The West Valley man charged in the 2011 murder of Evelynne Derricott will be in 3rd District Court next Tuesday for a final pretrial conference.
Rogelio Diaz Jr. is charged with first-degree felony murder, first-degree felony aggravated burglary and second-degree felony theft. He pleaded not guilty to the charges during arraignment in November 2016 before Judge Robert Adkins.
Following Diaz’s appearance in court next week, a jury trial is scheduled to begin on Jan. 17 at 9 a.m. A jury trial had been scheduled to begin this May but the dates were canceled at a pretrial conference in April.
Diaz was arrested in May 2016 in connection with Derricott’s murder after Tooele City police detectives used familial DNA testing and physical evidence. Familial DNA testing is a technique that matches samples of DNA evidence to relatives in the state’s DNA identification system. The state crime lab uses the test to identify a close, male family member in the existing database before investigators use traditional police work to narrow the list of suspects.
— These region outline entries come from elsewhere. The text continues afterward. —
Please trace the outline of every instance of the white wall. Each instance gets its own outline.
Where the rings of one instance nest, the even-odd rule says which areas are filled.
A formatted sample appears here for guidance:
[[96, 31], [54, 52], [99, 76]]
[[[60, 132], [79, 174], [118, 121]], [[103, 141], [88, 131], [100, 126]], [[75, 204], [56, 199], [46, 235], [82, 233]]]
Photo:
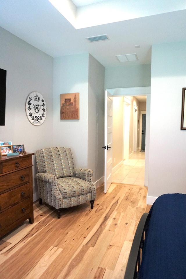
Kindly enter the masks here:
[[104, 67], [89, 54], [87, 165], [97, 186], [104, 180]]
[[180, 129], [186, 49], [186, 42], [152, 48], [147, 202], [164, 193], [186, 194], [186, 131]]
[[[87, 167], [88, 53], [54, 59], [53, 145], [71, 148], [77, 167]], [[79, 120], [60, 120], [60, 94], [79, 93]]]
[[[103, 176], [104, 68], [88, 53], [54, 59], [53, 144], [72, 149], [77, 167]], [[60, 120], [60, 94], [80, 93], [80, 119]]]
[[[0, 141], [24, 144], [28, 152], [50, 146], [53, 133], [53, 58], [0, 27], [0, 68], [7, 71], [6, 123], [0, 126]], [[25, 102], [33, 91], [40, 93], [47, 106], [44, 122], [38, 126], [28, 121]], [[35, 156], [33, 163], [35, 164]], [[33, 168], [34, 199], [38, 198]]]
[[123, 88], [151, 86], [151, 65], [107, 67], [105, 88]]

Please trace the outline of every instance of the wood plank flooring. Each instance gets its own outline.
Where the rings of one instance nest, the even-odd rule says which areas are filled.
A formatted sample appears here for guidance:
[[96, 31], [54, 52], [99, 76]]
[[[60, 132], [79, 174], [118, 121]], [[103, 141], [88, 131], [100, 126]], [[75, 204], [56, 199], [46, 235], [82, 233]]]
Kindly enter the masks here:
[[139, 221], [147, 205], [145, 187], [112, 183], [89, 203], [54, 209], [34, 203], [28, 220], [0, 240], [1, 279], [120, 279]]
Tooele City police believe Diaz was burglarizing Derricott’s Tooele residence when she came home in October 2011. Derricott suffered 14 impact wounds that were consistent with a claw hammer found at the crime scene.
DNA samples obtained from the hammer and Derricott’s car, which was stolen and abandoned in Kearns, were a match, but belonged to an unidentified male. The familial DNA test found a partial match to a relative in Diaz’s family already in the state’s DNA database.
Police were able to eliminate other family members who were already in the state DNA database or outside the country at the time of Derricott’s murder.
After narrowing in on Diaz, police obtained DNA samples from a used energy drink can and work gloves that he discarded. The DNA profile from the can and gloves matched the DNA found on the hammer and steering wheel and Diaz was arrested.